Une particularité française actuelle est que la majorité de la main d’oeuvre agricole est non familiale, c’est-à-dire est composée d’ouvriers agricoles; et une autre est que c’est le pays en Europe qui compte la plus grosse proportion d’exploitations dont les propriétaires ne sont pas des personnes physiques, mais des sociétés ou des groupements: autrement dit c’est aujourd’hui un des pays européens où la structure agricole est la plus capitaliste (6).

 

Quelle doit être l’attitude du prolétariat face aux luttes paysannes?

 

Ce sont les lois fondamentales du système économique capitaliste, et non les manigances des uns ou des autres, le non respect des règles du marché équitable, la concurrence sauvage ou une mauvaise politique gouvernementale, qui condamnent inexorablement à la ruine des dizaines de milliers de paysans. La PAC (Politique Agricole Commune) et la politique gouvernementale ne font qu’exprimer ces lois, y compris quand le gouvernement décide que les fermes trop petites ne pourront pas avoir accès aux subventions européennes, réservées aux plus rentables (7)!
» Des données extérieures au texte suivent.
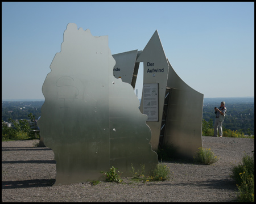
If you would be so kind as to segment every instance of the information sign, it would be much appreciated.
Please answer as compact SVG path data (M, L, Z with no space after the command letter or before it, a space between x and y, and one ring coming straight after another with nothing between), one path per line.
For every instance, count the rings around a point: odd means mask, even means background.
M143 84L143 114L147 115L147 121L158 122L158 83Z

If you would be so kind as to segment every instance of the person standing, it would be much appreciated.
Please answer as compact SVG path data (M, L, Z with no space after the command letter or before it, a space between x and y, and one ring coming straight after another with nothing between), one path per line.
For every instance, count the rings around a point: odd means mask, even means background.
M224 118L226 114L226 108L225 107L225 101L222 101L221 103L221 105L218 108L214 107L215 122L213 137L217 137L218 129L220 137L222 137L222 122L224 121Z

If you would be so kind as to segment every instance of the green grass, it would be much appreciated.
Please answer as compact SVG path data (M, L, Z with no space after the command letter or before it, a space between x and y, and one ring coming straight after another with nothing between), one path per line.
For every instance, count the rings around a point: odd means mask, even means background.
M162 163L159 163L152 171L151 175L144 175L145 165L141 165L141 169L135 171L131 164L131 173L133 175L131 180L133 181L142 181L144 182L149 181L164 181L170 178L170 169L167 165Z
M206 165L213 164L218 161L218 158L214 156L210 148L205 148L199 147L193 158L194 162Z
M244 156L242 163L234 166L232 172L231 177L238 189L238 201L254 202L254 153L253 156Z

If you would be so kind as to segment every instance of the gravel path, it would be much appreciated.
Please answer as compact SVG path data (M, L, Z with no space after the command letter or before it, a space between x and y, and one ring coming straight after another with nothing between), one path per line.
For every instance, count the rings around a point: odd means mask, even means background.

Engels expliquait déjà il y a 120 ans aux socialistes français (qui étaient d’authentiques révolutionnaires) que leur rôle n’était pas de soutenir la petite propriété paysanne, mais de faire comprendre dans la mesure du possible aux petits paysans en voie de prolétarisation que leur véritable ennemi est le capitalisme et qu’ils doivent rejoindre la lutte révolutionnaire du prolétariat pour le renverser (8).

Ce n’est pas l’avis de certains «révolutionnaires» d’aujourd’hui.

Passons rapidement sur les «Lambertistes» du POI, qui sont évidemment «entièrement solidaires des agriculteurs qui se battent pour arracher des prix garantis leur permettant de vivre du travail de leurs exploitations familiales [sic!]» dans le cadre d’une «issue démocratique à la crise dans laquelle s’enfonce le pays» (9): pour le marxisme démocratique signifiant interclassiste, on ne peut s’étonner de leur déclaration de solidarité avec une classe non prolétarienne et du charlatanisme de leur issue bourgeoise à la crise capitaliste.

Pour le NPA, il faut «être solidaires» du combat des paysans «pour réclamer un prix qui couvrent leurs frais d’exploitation et leur permettent de vivre», «en mettant en avant les intérêts communs à celles et à ceux qui vivent de leur travail, que ce soit à la ferme à l’usine ou dans un bureau» (10).

Cet appel en apparence anodin à l’union de tous ceux qui «vivent de leur travail», fait disparaître rien moins que la situation de classe différente et antagoniste entre le prolétaire et le petit propriétaire! C’est sans doute la raison pour laquelle le NPA ne parle pas plus que le POI de la revendication des paysans de baisser le coût du travail de leurs salariés: il serait plus difficile d’évoquer les intérêts communs entre les uns et les autres. D’autre part sur qui retombera l’augmentation des prix des produits alimentaires, sinon sur les prolétaires en tant que consommateurs? Alors que pour les bourgeois, s’ils ne s’alimentent pas au travers des circuits de luxe (produits bio et autres), cette augmentation sera insignifiante...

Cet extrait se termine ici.